I'm thinking in main it should be an option in backup, something like pgmoneta-cli backup primary [full | incremental], where it defaults to full if the option is not offered or there are no backups in the archive dir. And we need another set of workflow nodes for the incremental, which means changing wf_backup(), we may need to create some slightly different post backup workflow nodes for the incremental backup as well.

As for the major backup process, it should still happen in wf_backup.c, maybe a new set of incrementalbackup_setup/execute/teardown.

You don't have to worry about them now. Just have a rough picture in mind and focus on getting the APIs we are going to need in. We'll get to the assemble in the end.

I did some research on retrieving the start/end LSN and found an internal PostgreSQL function, GetXLogWriteRecPtr(), which retrieves the current write pointer of the WAL (Write-Ahead Log).

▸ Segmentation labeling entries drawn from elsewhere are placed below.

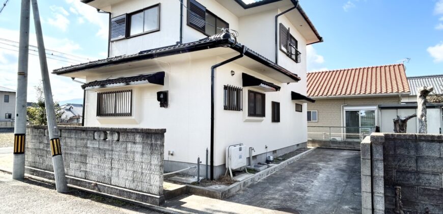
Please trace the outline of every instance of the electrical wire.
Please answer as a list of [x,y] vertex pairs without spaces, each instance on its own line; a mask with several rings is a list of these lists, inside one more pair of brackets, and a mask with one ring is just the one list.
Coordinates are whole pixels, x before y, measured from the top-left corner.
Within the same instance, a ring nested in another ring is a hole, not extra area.
[[5,7],[6,7],[6,4],[8,4],[8,2],[9,1],[9,0],[6,0],[6,1],[5,1],[5,3],[3,3],[3,6],[2,7],[2,9],[0,9],[0,13],[2,13],[2,11],[3,11],[3,9],[5,8]]

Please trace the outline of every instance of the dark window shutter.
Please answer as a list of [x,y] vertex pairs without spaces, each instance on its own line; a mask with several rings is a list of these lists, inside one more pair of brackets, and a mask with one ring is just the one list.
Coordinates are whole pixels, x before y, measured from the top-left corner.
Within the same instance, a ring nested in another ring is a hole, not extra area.
[[205,32],[205,18],[206,8],[195,0],[189,0],[188,8],[189,9],[188,12],[189,24],[202,32]]
[[113,18],[110,23],[110,40],[124,38],[126,31],[126,14]]
[[280,48],[288,50],[288,29],[280,23]]

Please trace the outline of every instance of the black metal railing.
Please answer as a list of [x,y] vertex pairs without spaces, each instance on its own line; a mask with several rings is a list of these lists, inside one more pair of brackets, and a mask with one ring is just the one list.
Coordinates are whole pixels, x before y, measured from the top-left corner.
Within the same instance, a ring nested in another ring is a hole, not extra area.
[[132,115],[132,90],[98,93],[98,117],[125,117]]
[[308,126],[308,139],[361,141],[375,131],[375,127]]

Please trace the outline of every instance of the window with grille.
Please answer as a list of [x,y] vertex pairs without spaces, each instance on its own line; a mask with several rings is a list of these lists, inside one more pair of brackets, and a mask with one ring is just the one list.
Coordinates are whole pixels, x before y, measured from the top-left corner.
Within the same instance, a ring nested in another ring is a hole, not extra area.
[[232,86],[225,86],[224,93],[225,96],[225,110],[231,111],[242,111],[242,94],[243,89]]
[[300,104],[295,103],[295,111],[298,112],[301,112],[303,111],[303,105]]
[[301,62],[301,53],[298,51],[298,41],[289,33],[289,29],[280,23],[280,50],[296,63]]
[[265,117],[265,94],[252,90],[247,91],[247,116]]
[[124,117],[132,115],[132,90],[97,93],[97,116]]
[[188,1],[188,25],[207,36],[222,33],[220,29],[229,28],[228,22],[206,10],[195,0]]
[[272,101],[272,122],[278,123],[280,122],[280,103]]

Great! Have you checked internally how it works? According to https://www.interdb.jp/pg/pgsql10/01.html#1011-pg_backup_start-ver14-or-earlier-pg_start_backup, it needs to do a checkpoint first. That's what we worry about, since doing a checkpoint requires a pretty hight level of privilege. I guess that's why pgbackrest by defaults waits until a regular checkpoint to happen naturally. But they do seem to have some ways to start immediately.

GuChad369 commented 1 week ago

Thank you for your explanation; it's much clearer now, and I have a rough outline.

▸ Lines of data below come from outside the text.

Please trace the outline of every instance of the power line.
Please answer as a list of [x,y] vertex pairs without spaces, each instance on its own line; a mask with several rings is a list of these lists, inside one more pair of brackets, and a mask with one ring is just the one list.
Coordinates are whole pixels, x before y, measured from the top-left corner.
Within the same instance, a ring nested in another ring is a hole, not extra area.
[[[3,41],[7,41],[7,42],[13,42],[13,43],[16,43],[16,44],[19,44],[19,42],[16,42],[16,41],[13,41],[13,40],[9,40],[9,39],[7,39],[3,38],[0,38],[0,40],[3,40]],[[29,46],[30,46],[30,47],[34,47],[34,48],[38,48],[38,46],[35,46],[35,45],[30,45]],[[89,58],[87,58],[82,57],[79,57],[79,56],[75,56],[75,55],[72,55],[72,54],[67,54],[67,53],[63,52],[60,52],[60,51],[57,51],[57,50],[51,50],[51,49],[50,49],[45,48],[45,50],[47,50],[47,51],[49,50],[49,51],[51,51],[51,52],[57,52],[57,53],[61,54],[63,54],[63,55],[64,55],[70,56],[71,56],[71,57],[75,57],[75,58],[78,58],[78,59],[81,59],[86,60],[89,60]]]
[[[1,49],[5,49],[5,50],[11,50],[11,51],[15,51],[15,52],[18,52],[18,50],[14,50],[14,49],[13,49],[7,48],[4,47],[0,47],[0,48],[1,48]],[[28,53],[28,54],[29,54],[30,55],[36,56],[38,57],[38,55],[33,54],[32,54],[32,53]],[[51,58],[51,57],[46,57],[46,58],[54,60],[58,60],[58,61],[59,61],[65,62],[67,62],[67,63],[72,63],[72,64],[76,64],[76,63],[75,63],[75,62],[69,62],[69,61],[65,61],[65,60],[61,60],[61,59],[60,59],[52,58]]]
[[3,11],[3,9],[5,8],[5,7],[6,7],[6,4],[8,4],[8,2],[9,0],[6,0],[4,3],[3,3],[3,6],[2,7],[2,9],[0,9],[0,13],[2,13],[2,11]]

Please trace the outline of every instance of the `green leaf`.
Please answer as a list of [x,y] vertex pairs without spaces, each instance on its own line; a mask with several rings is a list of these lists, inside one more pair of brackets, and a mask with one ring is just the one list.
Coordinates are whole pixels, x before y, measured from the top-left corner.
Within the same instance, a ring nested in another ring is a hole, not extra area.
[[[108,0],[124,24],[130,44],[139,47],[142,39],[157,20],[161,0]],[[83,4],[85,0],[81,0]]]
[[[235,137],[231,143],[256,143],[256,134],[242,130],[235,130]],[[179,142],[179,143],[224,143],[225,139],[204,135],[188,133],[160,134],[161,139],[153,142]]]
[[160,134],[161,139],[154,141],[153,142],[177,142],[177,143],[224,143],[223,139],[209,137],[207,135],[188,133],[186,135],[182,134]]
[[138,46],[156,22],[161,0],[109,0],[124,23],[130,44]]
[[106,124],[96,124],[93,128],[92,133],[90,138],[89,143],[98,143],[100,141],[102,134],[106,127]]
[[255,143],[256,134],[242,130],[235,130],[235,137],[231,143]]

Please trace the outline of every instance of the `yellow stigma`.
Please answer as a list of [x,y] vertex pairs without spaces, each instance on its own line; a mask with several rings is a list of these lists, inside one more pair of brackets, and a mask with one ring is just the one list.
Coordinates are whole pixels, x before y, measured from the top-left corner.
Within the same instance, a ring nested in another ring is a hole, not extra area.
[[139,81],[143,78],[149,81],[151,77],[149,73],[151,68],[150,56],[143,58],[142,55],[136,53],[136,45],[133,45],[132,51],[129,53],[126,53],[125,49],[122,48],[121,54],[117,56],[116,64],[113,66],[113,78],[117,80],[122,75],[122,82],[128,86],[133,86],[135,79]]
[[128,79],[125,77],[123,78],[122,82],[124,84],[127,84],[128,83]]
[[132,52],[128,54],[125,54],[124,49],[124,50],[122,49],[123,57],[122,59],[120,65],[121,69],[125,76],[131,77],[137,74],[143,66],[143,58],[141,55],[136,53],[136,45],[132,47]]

If there are any specific APIs you need, just create an issue, write down the requirements, and I'll do my best to implement them.

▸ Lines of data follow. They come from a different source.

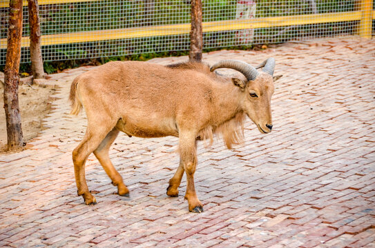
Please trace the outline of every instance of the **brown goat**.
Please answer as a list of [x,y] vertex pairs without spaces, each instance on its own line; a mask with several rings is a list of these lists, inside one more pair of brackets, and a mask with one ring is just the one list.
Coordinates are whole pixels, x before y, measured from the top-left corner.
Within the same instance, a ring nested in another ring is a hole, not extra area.
[[[185,198],[189,210],[203,211],[194,188],[197,165],[196,141],[223,136],[228,148],[243,138],[243,121],[247,115],[262,133],[272,128],[270,101],[273,93],[271,58],[258,68],[233,60],[220,61],[210,68],[200,63],[169,66],[146,62],[110,62],[77,77],[70,99],[73,114],[82,106],[88,126],[86,134],[73,152],[78,195],[86,205],[95,204],[85,178],[84,164],[93,152],[118,194],[129,190],[109,159],[108,150],[119,131],[143,138],[173,136],[179,138],[180,165],[169,180],[166,194],[178,196],[178,187],[186,173]],[[213,73],[232,68],[246,80]]]

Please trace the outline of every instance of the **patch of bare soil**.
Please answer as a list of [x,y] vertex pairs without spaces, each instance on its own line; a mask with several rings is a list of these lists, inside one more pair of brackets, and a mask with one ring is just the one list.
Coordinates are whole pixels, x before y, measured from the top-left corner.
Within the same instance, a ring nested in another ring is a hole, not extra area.
[[[27,143],[36,137],[43,129],[41,120],[50,110],[50,96],[55,89],[38,85],[22,84],[19,87],[19,109],[22,121],[23,142]],[[0,82],[0,106],[3,106],[3,85]],[[6,152],[7,135],[6,114],[3,107],[0,110],[0,153]]]

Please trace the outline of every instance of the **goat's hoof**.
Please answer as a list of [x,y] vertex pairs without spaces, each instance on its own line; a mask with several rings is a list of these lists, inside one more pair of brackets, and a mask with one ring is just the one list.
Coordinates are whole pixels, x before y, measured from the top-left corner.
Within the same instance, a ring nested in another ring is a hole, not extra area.
[[118,193],[119,196],[125,196],[125,197],[130,197],[131,194],[129,194],[129,192],[128,193],[125,193],[125,194],[120,194],[120,193]]
[[84,198],[85,200],[85,204],[86,205],[94,205],[95,204],[97,204],[97,200],[95,199],[95,198],[94,196],[92,196],[91,198]]
[[178,196],[178,189],[173,190],[172,186],[169,185],[166,188],[166,195],[171,197],[177,197]]
[[193,209],[193,210],[191,211],[191,212],[193,213],[202,213],[203,212],[203,207],[201,206],[197,206]]

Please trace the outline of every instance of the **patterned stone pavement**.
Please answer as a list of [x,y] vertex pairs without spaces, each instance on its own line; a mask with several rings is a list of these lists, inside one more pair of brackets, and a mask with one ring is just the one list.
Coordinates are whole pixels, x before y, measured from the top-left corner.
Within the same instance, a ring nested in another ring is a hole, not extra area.
[[[200,143],[195,186],[204,212],[166,195],[177,168],[174,137],[120,135],[110,157],[131,190],[121,197],[96,158],[86,165],[98,204],[77,196],[71,152],[86,125],[70,116],[73,79],[58,87],[46,127],[21,153],[0,155],[0,247],[375,247],[375,39],[290,43],[204,54],[256,65],[273,56],[274,130],[249,120],[244,144]],[[185,57],[155,59],[168,64]]]

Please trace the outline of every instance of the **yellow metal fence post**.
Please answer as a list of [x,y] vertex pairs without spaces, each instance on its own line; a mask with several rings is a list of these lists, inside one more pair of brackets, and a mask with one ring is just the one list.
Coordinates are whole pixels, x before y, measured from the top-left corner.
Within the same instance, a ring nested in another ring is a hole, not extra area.
[[362,18],[359,22],[359,35],[371,39],[372,32],[372,0],[361,0],[360,10]]

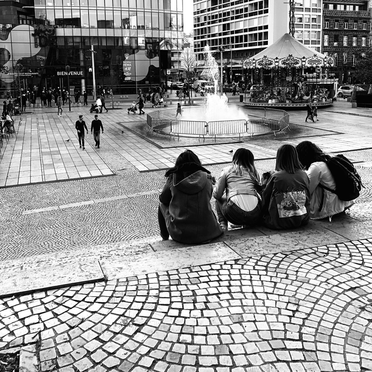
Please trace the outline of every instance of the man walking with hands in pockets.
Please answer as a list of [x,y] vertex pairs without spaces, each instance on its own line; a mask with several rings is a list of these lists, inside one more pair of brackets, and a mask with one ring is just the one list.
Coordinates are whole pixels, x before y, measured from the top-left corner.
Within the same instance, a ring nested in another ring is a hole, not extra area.
[[83,144],[83,150],[85,150],[84,146],[84,137],[85,137],[85,132],[84,128],[87,131],[87,134],[88,134],[88,128],[87,128],[86,124],[85,122],[83,120],[83,116],[82,115],[79,115],[79,120],[78,120],[75,124],[75,127],[77,131],[77,137],[79,138],[79,144],[80,145],[80,148],[81,148],[81,144]]
[[96,147],[99,148],[100,129],[102,129],[103,132],[103,126],[102,122],[98,120],[98,115],[94,115],[94,120],[92,121],[92,125],[90,127],[90,132],[93,134],[94,140],[96,142]]

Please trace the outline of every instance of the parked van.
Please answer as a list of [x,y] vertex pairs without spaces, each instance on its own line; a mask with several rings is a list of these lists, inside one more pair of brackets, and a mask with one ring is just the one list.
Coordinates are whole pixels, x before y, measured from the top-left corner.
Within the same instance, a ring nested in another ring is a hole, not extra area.
[[196,92],[197,92],[200,89],[202,84],[205,85],[208,84],[208,82],[206,80],[197,80],[192,83],[192,89]]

As for GetXLogWriteRecPtr(), I believe it doesn't require a checkpoint first. Based on the source code, the GetXLogWriteRecPtr function does not trigger a checkpoint; it simply reads and returns the latest WAL write position.

I believe the structure in PostgreSQL, XLogCtlData, is always maintained in shared memory, which tracks various aspects of WAL processing.

If we define our own function in the extension and use it, without restricting the privilege, the repl role could also use it to get the LSN.

GuChad369 commented 1 week ago

Should we create the function pgmoneta_ext_get_lsn() in our extension using GetXLogWriteRecPtr() and test it to see if it works? Do you think it's worth trying?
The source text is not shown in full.